Special Resolution: Approval of the Change of Name of the Company
THAT, the change of the name of the Company from Mallinckrodt plc to [ ] plc is hereby approved, subject to the approval of the Registrar of Companies, and the memorandum and articles of association of the Company be amended to reflect this change of name, and the board of directors of the Company is hereby authorized in its absolute discretion to determine the time of the filing with the Registrar of Companies of the relevant applications, forms, filings and documents for such change of name and whether or not to proceed with filing such applications, forms, filings and documents, with the power to delegate and sub-delegate the determination of all of the foregoing, provided that the authority conferred by this resolution shall expire on [ ] if the relevant applications, forms, filings and documents for such change of name have not been filed with the Registrar of Companies on or before such date, and provided further that this resolution shall have effect from the business day immediately prior to such filing with the Registrar of Companies (such resolution is sometimes referred to as “Resolution 1” in the accompanying proxy statement).
2.
Ordinary Resolutions: Increase of Preferred Share Authorized Share Capital:
As separate ordinary resolutions:
(a) THAT, the Preferred Shares of US$0.01 each in the authorized share capital of the Company be and are hereby sub-divided into Preferred Shares of US$0.001 each, having the rights and being subject to the restrictions as set out in, or as may be provided for pursuant to, the Company’s articles of association (such resolution is sometimes referred to as “Resolution 2(a)” in the accompanying proxy statement).

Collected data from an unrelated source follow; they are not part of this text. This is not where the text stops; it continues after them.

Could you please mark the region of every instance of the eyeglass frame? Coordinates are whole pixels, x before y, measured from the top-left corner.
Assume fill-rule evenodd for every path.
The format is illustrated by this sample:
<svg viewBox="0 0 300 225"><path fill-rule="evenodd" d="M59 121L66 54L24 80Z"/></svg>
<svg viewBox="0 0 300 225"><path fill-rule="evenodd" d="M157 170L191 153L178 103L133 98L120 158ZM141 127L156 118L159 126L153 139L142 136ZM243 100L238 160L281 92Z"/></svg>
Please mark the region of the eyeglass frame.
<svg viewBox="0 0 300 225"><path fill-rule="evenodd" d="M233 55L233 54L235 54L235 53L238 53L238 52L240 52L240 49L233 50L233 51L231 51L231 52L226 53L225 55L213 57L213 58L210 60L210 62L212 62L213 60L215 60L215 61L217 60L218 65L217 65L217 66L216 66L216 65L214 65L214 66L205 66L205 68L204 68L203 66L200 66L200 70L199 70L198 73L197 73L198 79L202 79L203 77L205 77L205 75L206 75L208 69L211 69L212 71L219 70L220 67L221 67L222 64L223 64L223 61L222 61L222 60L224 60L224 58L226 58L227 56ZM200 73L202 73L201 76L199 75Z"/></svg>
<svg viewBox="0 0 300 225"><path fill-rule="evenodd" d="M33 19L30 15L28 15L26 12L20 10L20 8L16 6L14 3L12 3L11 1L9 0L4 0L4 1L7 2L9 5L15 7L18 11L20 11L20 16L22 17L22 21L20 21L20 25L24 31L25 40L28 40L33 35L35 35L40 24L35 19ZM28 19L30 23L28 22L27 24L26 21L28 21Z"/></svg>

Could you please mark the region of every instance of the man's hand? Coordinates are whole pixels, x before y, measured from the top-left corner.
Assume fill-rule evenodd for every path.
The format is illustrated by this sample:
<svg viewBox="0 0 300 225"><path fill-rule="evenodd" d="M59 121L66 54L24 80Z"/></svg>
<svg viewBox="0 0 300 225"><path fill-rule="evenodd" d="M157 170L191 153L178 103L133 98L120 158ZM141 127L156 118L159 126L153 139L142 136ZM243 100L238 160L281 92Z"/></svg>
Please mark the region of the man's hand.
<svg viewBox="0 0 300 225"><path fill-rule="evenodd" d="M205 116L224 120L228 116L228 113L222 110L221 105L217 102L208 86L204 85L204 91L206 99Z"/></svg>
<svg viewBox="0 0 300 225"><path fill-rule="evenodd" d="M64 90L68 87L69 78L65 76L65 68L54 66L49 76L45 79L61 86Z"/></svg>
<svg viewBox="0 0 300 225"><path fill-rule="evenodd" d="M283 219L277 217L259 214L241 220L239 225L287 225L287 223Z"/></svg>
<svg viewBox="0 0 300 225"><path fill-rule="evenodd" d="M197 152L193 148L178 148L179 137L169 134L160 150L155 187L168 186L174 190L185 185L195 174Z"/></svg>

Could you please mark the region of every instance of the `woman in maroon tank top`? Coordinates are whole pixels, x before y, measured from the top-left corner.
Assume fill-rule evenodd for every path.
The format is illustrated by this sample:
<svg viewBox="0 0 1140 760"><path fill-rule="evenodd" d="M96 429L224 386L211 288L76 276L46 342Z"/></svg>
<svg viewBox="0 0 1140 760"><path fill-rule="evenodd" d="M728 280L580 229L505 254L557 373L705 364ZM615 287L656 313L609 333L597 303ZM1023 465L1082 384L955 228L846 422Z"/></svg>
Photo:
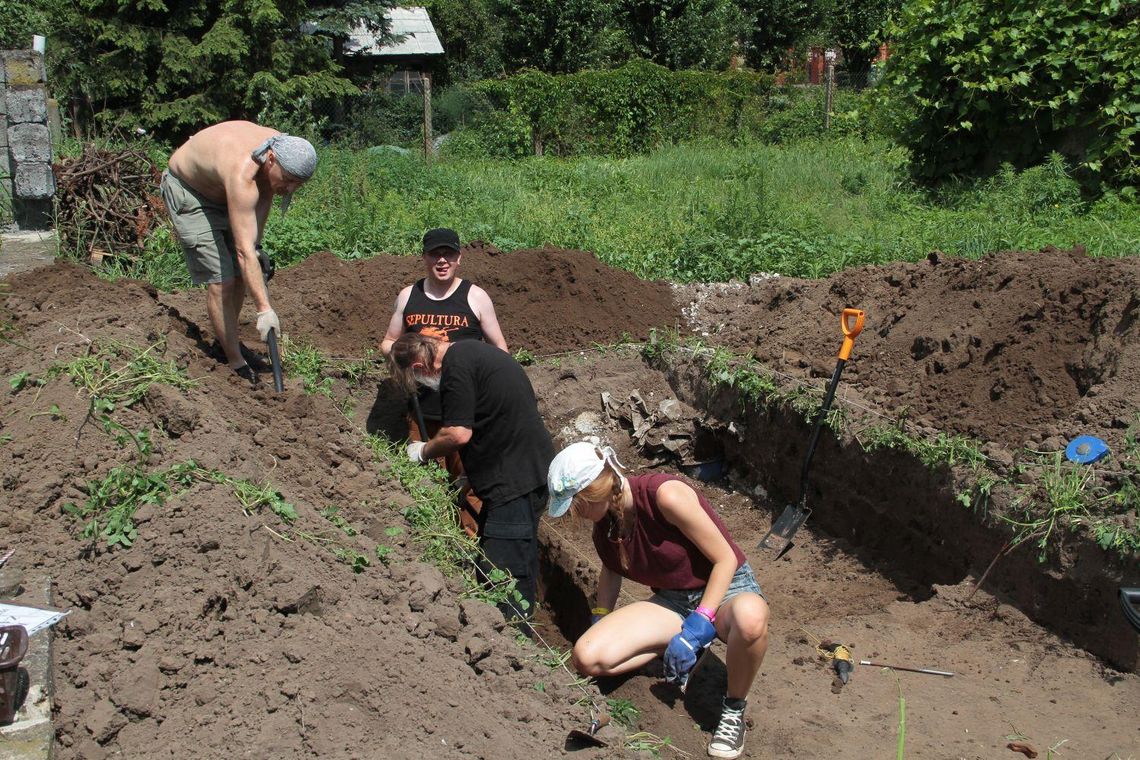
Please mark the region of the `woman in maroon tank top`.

(b) THAT, the authorized share capital of the Company, which, following the approval of Resolution 2(a) above, will stand at US$10,000,000 and €25,000 divided into 500,000,000 Ordinary Shares of US$0.01 each, 5,000,000,000 Preferred Shares of US$0.001 each and 25,000 Ordinary A Shares of €1.00 each, be and is hereby varied and increased by the creation of [ ] new Preferred Shares of US$0.001 each, having the rights and being subject to the restrictions as set out in, or as may be provided for pursuant to, the Company’s articles of association, and each be authorised (for the avoidance of doubt) to be issued and allotted in accordance with the authorities granted to the directors under Article 8(c) of the Company’s articles of association, such that the authorized share capital of Mallinckrodt shall be US$[ ] and €25,000 divided into 500,000,000 Ordinary Shares of US$0.01 each, [ ] Preferred Shares of US$0.001 each and 25,000 Ordinary A Shares of €1.00 each (such resolution is sometimes referred to as “Resolution 2(b)” in the accompanying proxy statement).
3.
Ordinary Resolution: Approval for the adjournment of the EGM
THAT, any motion by the chair to adjourn the EGM, or any adjournments thereof, to another time and place if necessary or appropriate to solicit additional proxies if there are insufficient votes at the time of the EGM to approve Resolutions 1, 2(a) and 2(b), be approved (such resolution is sometimes referred to as “Resolution 3” in the accompanying proxy statement).